BLOOD, SWEAT AND BEER

Australian Rules militia invades Japan

by David Larking

Speak to an Englishman and football can only mean soccer. An American immediately dreams of the pigskin and the glory of the Super Bowl. For a Kiwi, of course, it’s the scream of the Haka and the mighty All Blacks of Rugby Union fame. But to an Australian sports fan, the word can mean only one thing — Australian Rules.

In Japan this game is so poorly understood that the name has been abridged to “AussieBall.”

And it’s not only among the Japanese that the misconceptions flourish. Most foreigners here have a similarly poor understanding of the game that inspires near-religious fervor among its converts.

One group of Australian expats in Tokyo are doing their best to enlighten the uneducated. The Goannas Australian Rules Football Club is a bastion of Australian culture in Tokyo.

In their clubhouse in Shinjuku (appropriately called the Clubhouse), this group of football-deprived antipodeans have attempted the near-impossible — an Aussie Rules club in the middle of a concrete jungle.

If you’re imagining a typical football club, complete with training field, gym and the other trappings often found among the chest-beating misogynist culture endemic to body-contact sports the world over, then think again.

About the only thing this clubhouse has in common with its Australian contemporaries is beer and a love of football.

If this all sounds a little facetious, then it’s simply because the club does not take itself particularly seriously.

Like many of the expat sporting organizations in Japan, it is more an excuse for a party than a concerted effort to play top-quality sport.

Club President Callum McAree said the club was established about 10 years ago with the sole purpose of getting a game of footy.

With that end in mind, the founders of the club approached local universities and went on a recruitment drive.

“The club set up stalls at universities and asked the students if they wanted to play. We guaranteed a trip to Australia once a year and that helped rope them in,” McAree said.

The organizational aspect of establishing a league in Japan is fraught with problems. Currently there are only three clubs in Japan — all in the Tokyo area.

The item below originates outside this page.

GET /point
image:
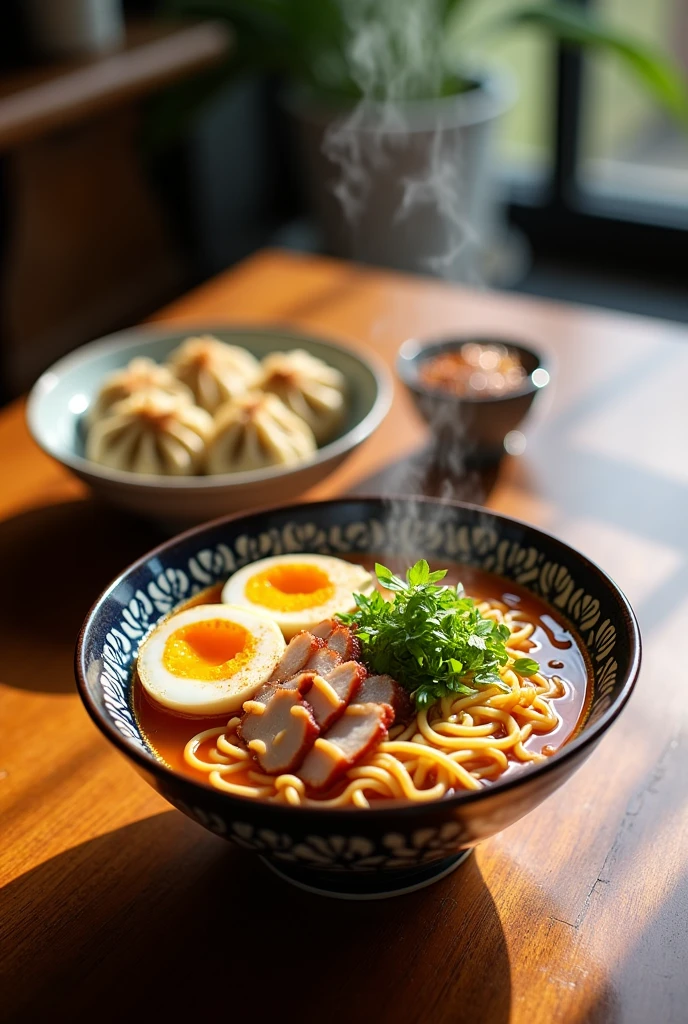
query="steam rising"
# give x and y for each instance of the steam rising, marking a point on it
(391, 55)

The university club is the Goannas’ main competition. Known as the Samurai, the playing personnel include students ranging from freshmen to seniors.

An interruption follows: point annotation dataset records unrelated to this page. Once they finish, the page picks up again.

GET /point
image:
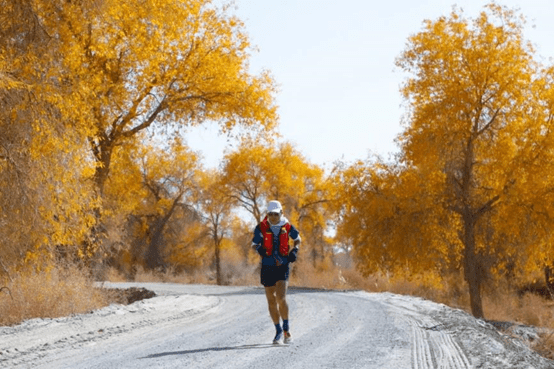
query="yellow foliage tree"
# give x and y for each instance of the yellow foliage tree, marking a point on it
(166, 63)
(473, 186)
(46, 200)
(475, 129)
(257, 173)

“The Samurai have players from Waseda, Senshu and Keio universities. The average age of their players is 19 and the average age of our players is 29,” McAree said, adding that while the skill level of the Japanese is not as good as the Aussies, they more than make up for it in fitness.

The other club in the area — the Go-Kongs — consists of former Samurai players. Also known as the Old Boys, these guys invariably drifted away from the game after completing university.

Many of them, however, wandered back over the years and formed a new club.

The Goannas’ organizing committee aims to play a game every two weeks, with training on the other week in Yoyogi Park. As McAree explains, however, this is not always possible.

“During university holidays, the main opposition just disappears,” he said.

“The hardest part of the organization is securing the grounds. We played at Ibaraki recently and had a good-size field, but often we have to settle for soccer or rugby grounds.”

A major problem with recruiting is the lack of exposure in Japan. McAree said many Japanese initially think they are signing up for a game that is similar to rugby.

“You can’t get Aussie Rules on any channel over here. The Australian Football League sends us their official highlights tape — what they would show on overseas cable television stations that want to show a package of highlights. We show that tape in our clubhouse in Shinjuku three nights a month,” he said.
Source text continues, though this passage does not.